A Thousand Cranes | Teen Ink

A Thousand Cranes

January 30, 2013
By Sophie Sokolov BRONZE, Newton, Massachusetts
Sophie Sokolov BRONZE, Newton, Massachusetts
1 article 0 photos 0 comments

Harriet didn’t always go to the bakery with the awning that was just a bit too large. Often, she just bought her sweets from the supermarket. When she’d lived at home, with her parents, she’d never bought herself pastries at all; the scent of burning sugars and inflating cakes from her mother sufficed. When she did go, she went in transition: from a Mrs. to a Ms., from a parent to a mother, from staying in Ohio to living.
There was a particular smell to the bakery: the scent of linens, clean, but not fresh, resting beneath an assault of sugar. Sometimes, if Harriet had a particularly clean nose- if she had remembered to take her Claritin daily- she could detect the scent of cologne on the old woman. She’d wondered if it belonged to the woman’s husband, if she put it on every morning as a reminder, or if it was the remnant of an embrace. Overtones of the smell changed. Near Christmas: cinnamon and artificial pine, on Wednesdays: windex, and once, when Harriet was buying a muffins for her daughter’s class: fresh grass.

“Would you like me to put them in a box?”
“Yes. Well actually, could you just put the muffins in? Would it be possible to keep the cookies separate? I’d like them in a bag.

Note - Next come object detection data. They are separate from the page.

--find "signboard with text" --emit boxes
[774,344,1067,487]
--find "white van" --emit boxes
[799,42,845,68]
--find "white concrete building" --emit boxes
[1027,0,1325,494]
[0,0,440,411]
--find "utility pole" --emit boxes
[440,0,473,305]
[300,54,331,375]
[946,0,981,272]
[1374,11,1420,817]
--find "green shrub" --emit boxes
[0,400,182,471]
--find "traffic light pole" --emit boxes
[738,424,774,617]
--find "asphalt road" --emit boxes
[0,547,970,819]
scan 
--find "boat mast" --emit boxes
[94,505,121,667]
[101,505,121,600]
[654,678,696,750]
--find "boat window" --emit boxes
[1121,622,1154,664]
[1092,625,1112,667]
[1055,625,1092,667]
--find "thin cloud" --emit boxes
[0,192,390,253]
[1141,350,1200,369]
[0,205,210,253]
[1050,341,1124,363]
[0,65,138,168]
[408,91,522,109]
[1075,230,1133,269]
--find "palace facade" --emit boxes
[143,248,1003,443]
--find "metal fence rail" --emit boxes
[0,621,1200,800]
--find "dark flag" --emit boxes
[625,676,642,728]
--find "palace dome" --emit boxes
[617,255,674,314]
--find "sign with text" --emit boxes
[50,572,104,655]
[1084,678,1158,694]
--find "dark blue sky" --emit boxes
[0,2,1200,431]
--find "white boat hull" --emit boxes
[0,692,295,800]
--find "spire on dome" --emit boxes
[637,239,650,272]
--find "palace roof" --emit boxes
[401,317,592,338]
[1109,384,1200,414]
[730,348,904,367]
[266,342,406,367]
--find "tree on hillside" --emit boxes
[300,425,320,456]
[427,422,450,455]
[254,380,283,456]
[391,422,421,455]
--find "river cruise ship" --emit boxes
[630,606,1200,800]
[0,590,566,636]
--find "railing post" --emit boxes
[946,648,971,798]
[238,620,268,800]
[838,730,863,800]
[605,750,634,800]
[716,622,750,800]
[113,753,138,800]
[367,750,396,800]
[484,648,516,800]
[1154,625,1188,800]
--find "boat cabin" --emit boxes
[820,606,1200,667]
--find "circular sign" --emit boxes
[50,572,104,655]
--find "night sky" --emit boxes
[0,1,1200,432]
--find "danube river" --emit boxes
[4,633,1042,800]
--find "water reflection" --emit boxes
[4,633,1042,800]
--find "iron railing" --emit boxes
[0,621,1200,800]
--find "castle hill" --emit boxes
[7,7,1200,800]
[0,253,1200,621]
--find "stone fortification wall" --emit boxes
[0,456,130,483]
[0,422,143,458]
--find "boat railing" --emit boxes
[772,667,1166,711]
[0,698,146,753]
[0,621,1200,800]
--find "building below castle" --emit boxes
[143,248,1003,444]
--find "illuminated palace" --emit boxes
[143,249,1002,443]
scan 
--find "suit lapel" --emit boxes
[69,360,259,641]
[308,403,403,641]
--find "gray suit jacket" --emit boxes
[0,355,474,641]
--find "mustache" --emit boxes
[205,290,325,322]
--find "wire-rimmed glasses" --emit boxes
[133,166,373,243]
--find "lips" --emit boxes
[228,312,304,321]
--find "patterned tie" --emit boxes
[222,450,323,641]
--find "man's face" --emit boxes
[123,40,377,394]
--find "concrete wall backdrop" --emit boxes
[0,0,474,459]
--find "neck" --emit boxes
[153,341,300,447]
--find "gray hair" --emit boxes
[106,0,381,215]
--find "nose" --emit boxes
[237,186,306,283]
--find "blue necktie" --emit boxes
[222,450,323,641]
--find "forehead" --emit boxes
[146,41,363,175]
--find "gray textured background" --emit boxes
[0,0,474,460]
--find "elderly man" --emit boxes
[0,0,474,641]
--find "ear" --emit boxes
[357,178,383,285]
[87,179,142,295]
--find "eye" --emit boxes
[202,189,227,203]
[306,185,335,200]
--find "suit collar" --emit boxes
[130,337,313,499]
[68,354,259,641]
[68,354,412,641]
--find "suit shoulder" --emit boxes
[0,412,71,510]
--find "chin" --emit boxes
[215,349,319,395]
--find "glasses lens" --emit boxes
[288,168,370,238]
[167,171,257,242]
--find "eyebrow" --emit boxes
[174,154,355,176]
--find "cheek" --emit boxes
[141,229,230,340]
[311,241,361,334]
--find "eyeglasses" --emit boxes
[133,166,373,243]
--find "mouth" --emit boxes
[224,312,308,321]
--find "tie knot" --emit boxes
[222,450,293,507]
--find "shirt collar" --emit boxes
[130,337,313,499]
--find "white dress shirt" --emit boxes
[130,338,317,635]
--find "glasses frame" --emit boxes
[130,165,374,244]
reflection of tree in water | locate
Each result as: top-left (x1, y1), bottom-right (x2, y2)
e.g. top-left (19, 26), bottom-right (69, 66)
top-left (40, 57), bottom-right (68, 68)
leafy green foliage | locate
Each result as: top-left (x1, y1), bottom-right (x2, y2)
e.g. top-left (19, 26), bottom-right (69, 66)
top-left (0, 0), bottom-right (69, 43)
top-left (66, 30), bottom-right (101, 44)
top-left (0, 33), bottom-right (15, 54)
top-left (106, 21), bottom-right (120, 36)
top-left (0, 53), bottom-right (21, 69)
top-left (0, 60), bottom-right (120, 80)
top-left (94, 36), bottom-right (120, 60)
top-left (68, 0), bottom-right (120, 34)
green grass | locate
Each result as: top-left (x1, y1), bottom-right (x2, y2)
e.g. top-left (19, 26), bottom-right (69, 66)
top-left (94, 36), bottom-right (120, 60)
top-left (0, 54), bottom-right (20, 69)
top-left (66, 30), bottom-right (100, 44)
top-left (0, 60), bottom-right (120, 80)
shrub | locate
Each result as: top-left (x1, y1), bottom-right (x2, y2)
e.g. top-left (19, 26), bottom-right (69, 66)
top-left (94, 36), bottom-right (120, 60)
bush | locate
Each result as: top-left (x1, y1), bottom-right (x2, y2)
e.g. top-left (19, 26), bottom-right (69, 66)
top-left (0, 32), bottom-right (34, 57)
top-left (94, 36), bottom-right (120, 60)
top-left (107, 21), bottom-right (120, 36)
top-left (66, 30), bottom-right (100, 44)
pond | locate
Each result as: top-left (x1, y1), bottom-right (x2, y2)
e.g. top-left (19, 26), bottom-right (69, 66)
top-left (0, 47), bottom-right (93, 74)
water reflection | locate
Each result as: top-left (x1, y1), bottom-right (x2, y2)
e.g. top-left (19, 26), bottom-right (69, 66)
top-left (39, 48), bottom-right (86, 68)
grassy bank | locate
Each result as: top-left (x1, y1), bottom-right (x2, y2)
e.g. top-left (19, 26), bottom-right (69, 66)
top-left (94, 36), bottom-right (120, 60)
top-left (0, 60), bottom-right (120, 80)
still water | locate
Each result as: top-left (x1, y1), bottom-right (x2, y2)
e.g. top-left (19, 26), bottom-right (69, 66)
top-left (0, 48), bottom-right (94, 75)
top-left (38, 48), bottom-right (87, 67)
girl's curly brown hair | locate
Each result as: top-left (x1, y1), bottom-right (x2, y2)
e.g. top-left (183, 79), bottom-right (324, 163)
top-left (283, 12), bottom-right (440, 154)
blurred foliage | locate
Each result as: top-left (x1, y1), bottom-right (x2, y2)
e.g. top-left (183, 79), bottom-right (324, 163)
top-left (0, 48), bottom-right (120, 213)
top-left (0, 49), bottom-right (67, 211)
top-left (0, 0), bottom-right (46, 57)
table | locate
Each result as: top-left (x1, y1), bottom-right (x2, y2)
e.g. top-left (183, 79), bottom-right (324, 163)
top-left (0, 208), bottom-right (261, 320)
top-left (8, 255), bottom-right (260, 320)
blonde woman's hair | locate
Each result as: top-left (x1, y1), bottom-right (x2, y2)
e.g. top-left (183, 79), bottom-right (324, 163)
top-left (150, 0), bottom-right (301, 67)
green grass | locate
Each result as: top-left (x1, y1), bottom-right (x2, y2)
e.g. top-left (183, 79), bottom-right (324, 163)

Or, actually, no, the cookies probably don’t even need a bag. I’m bringing them to my kids. They’re just in the car.”
“The cookies are for your kids? Well then, I suppose I’ll give you a little milk. The kids need that nowadays. They don’t get enough of it at school.”
“No, I suppose not.”
“My kids had plenty of milk, I made sure of that. That comes to 14.83.”
“You only take cash, right?”
“Mhmm, there’s too much plastic in the cards too, isn’t there. Too little milk and too much plastic.”
“Are they grown now?”
“Who?”
“Your kids.”
“Oh, yes, for a while now.”



The scent lingered on Harriet, but it washed away. The woman’s linens and sugar and cologne all cascaded off Harriet down the drain, spiraling into the ocean. Deep down there, the salt would cover up the scent; it always does. Or even before she met water, the woman sometimes just faded. The scent would be masked by Harriet’s movements, and then suddenly, slowly disperse. She didn’t always visit the woman with the forehead that was just a bit too large, but the supermarket didn’t quite smell the same.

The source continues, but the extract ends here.